Compilation strategy (page 13) - D Programming Language Discussion Forum

Forums

New users
- Learn
Community
- General
- Announce
Improvements
- DIP Ideas
- DIP Devel.
Ecosystem
- GDC
- LDC
- Debuggers
- IDEs
- DWT
Development
- Internals
- Issues
- Beta
- DMD
- Phobos
- Druntime
- Study
Turkish
- Genel
- Duyuru

Index » General » Compilation strategy (page 13)

December 18, 2012

Re: Compilation strategy

Posted by Walter Bright
in reply to Jacob Carlborg

Walter Bright

Posted in reply to Jacob Carlborg

On 12/17/2012 11:40 PM, Jacob Carlborg wrote:
> On 2012-12-17 00:09, Walter Bright wrote:
>
>> Figure out the cases where it happens and fix those cases.
>
> How is it supposed to work? Could there be some issue with the dependency
> tracker that should otherwise have indicated that more modules should have been
> recompiled.

It should only generate function bodies that are needed, not all of them.

December 18, 2012

Re: Compilation strategy

Posted by Paulo Pinto
in reply to Jacob Carlborg

Paulo Pinto

Posted in reply to Jacob Carlborg

On Tuesday, 18 December 2012 at 07:48:01 UTC, Jacob Carlborg wrote:
> On 2012-12-17 23:12, Walter Bright wrote:
>
>> I have toyed with the idea many times, however, of having dmd support
>> zip files. Zip files can contain an arbitrary file hierarchy, with
>> individual files in compressed, encrypted, or plaintext at the selection
>> of the zip builder.

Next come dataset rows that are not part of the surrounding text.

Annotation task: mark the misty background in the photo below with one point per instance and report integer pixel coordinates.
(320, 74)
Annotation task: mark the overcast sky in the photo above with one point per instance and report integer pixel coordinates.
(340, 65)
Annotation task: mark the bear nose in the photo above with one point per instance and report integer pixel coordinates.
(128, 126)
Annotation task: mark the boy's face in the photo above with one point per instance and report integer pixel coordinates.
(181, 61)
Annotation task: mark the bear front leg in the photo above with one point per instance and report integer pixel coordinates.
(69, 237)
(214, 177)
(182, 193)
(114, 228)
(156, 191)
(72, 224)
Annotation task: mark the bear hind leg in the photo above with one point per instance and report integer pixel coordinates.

An entire project, or library, or collection of
>> source modules can be distributed as a zip file, and could be compiled
>> with nothing more than:
>
> I think that a package manager should handle this. Example:
>
> https://github.com/jacob-carlborg/orbit/wiki/Orbit-Package-Manager-for-D
>
> Yes I can change the orbfiles to be written in D.

Hehe. :)

I even checked out your code with that idea in mind, but other things keep having higher priority.

--
Paulo

December 18, 2012

Re: Compilation strategy

Posted by Dmitry Olshansky
in reply to Walter Bright

Dmitry Olshansky

Posted in reply to Walter Bright

12/18/2012 4:42 AM, Walter Bright пишет:
> On 12/17/2012 3:03 PM, deadalnix wrote:
>> I know that. I not arguing against that. I'm arguing against the fact
>> that this
>> is a blocker. This is blocker in very few use cases in fact. I just
>> look at the
>> whole picture here. People needing that are the exception, not the rule.
>
> I'm not sure what you mean. A blocker for what?
>
>
>> And what prevent us from using a bytecode that loose information ?
>
> I'd turn that around and ask why have a bytecode?
>
>
>> As long as it is CTFEable, most people will be happy.
>
> CTFE needs the type information and AST trees and symbol table.
> Everything needed for decompilation.
>

The fact that CTFE has to crawl AST trees is AFAIK a mere happenstance. It does help nothing but the way to hack it into the current compiler structure.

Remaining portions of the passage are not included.